This innovative app puts a new spin — literally — on restaurant recommendations. You can elect to have the iPhone use your current location or you can input a city manually, and then the fun begins. Either physically shake the phone or tap the 'Shake' button on the touch screen, and the slot-machine-like interface spins wheels bearing the names of neighbourhoods, food types, and price ranges. When the wheels stop spinning, Urbanspoon's app recommends restaurants based on the variables that come up ('Mission / Seafood / $$', for example). If random results aren't your thing, you can "lock" neighborhoods, cuisine types, and price ranges to get recommendations based on your defined parameters.
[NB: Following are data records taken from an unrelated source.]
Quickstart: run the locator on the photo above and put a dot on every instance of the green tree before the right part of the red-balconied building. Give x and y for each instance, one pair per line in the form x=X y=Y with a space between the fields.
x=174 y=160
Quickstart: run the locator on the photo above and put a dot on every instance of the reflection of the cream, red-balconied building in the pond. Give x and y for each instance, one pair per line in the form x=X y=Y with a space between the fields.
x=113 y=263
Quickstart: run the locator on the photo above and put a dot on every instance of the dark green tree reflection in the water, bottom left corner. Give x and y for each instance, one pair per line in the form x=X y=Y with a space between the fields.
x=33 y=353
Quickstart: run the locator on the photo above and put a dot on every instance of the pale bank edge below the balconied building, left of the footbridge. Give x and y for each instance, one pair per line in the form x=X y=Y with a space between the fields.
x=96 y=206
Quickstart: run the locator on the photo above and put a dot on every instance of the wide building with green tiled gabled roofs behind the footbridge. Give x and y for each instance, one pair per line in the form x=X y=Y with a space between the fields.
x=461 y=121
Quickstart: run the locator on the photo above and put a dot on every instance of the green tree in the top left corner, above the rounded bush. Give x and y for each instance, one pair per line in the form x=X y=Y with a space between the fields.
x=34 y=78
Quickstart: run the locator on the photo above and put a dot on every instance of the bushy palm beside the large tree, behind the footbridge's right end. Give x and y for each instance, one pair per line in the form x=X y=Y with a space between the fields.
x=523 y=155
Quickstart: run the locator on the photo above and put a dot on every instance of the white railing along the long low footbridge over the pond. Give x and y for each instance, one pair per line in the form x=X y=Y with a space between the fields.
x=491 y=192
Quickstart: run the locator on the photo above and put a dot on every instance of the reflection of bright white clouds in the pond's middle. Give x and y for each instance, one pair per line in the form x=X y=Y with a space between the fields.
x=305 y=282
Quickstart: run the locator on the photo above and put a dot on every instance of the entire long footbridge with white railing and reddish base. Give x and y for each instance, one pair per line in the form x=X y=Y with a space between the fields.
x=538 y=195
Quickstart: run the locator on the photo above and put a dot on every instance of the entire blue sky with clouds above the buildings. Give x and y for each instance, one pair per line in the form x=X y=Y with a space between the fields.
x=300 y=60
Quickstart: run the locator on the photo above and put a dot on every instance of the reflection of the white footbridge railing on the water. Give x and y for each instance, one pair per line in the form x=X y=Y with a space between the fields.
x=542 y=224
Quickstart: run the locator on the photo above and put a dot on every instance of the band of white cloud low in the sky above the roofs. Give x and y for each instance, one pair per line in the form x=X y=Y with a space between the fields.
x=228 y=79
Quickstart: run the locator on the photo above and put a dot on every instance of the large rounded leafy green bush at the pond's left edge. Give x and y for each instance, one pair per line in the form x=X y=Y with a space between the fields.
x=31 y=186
Cool app ideas that need work
This could be the ultimate iPhone app for anyone who is shy and has trouble approaching strangers on the singles scene. After you enter your profile information — including a short greeting you'd want any interesting person to see — the iPhone's location-based services bring up people in the vicinity who also use the service. Those people can also see your profile and even rate how interesting it is. With this app's help, it might be easier to approach a stranger across the room, or at least prescreen them by looking at how interesting their profile is. The profile-creating portion of the app is buggy, however — a few times it didn't save results, and other times it flat-out crashed. If the bugs are eliminated, iFob could be a great social-networking tool for introverts. You do need a Wi-Fi connection to make it work as advertised.
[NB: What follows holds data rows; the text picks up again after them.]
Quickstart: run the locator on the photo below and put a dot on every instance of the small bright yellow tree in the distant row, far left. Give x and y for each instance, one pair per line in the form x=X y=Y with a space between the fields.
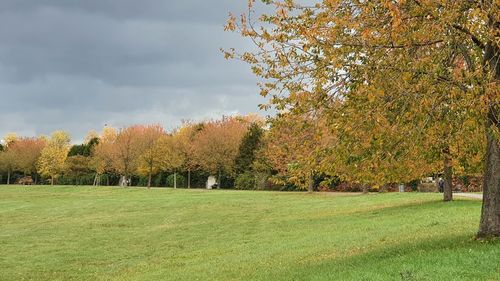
x=53 y=155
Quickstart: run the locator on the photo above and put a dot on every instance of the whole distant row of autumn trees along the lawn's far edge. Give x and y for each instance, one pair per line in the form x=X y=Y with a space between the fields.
x=289 y=152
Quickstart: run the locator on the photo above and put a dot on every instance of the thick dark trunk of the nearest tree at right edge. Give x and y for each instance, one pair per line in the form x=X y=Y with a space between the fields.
x=490 y=213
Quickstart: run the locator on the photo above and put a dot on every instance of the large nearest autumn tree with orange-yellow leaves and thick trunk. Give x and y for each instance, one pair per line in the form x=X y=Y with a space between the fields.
x=348 y=50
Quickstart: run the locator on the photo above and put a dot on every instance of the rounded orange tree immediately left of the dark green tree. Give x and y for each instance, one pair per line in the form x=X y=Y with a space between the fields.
x=216 y=146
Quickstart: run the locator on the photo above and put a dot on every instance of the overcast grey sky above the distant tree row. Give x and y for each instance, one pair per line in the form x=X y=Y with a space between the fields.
x=79 y=65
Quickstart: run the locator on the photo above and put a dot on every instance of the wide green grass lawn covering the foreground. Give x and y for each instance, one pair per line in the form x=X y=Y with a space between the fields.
x=68 y=233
What if you could sing or whistle a song into your iPhone and have it name that tune? Such a program might be the tool you're looking for if you're the kind of person who knows how a certain song goes but doesn't know the name of it. This is what the free Midomi app claims to do, but it simply doesn't work well. You sing or whistle directly into your iPhone, hold the handset up to a speaker playing a song, or type in some lyrics to have the app find what you're listening to. In tests the text searches brought up only matching song titles (not lyrics matches), and singing, whistling, or holding the phone up to a speaker didn't bring up the song I was looking for after multiple tries — and that even includes whistling-intensive songs such as the Scorpions' "Winds of Change" and Otis Redding's "Sitting on the Dock of the Bay." Midomi gets an A+ for ideas but an F for follow-through.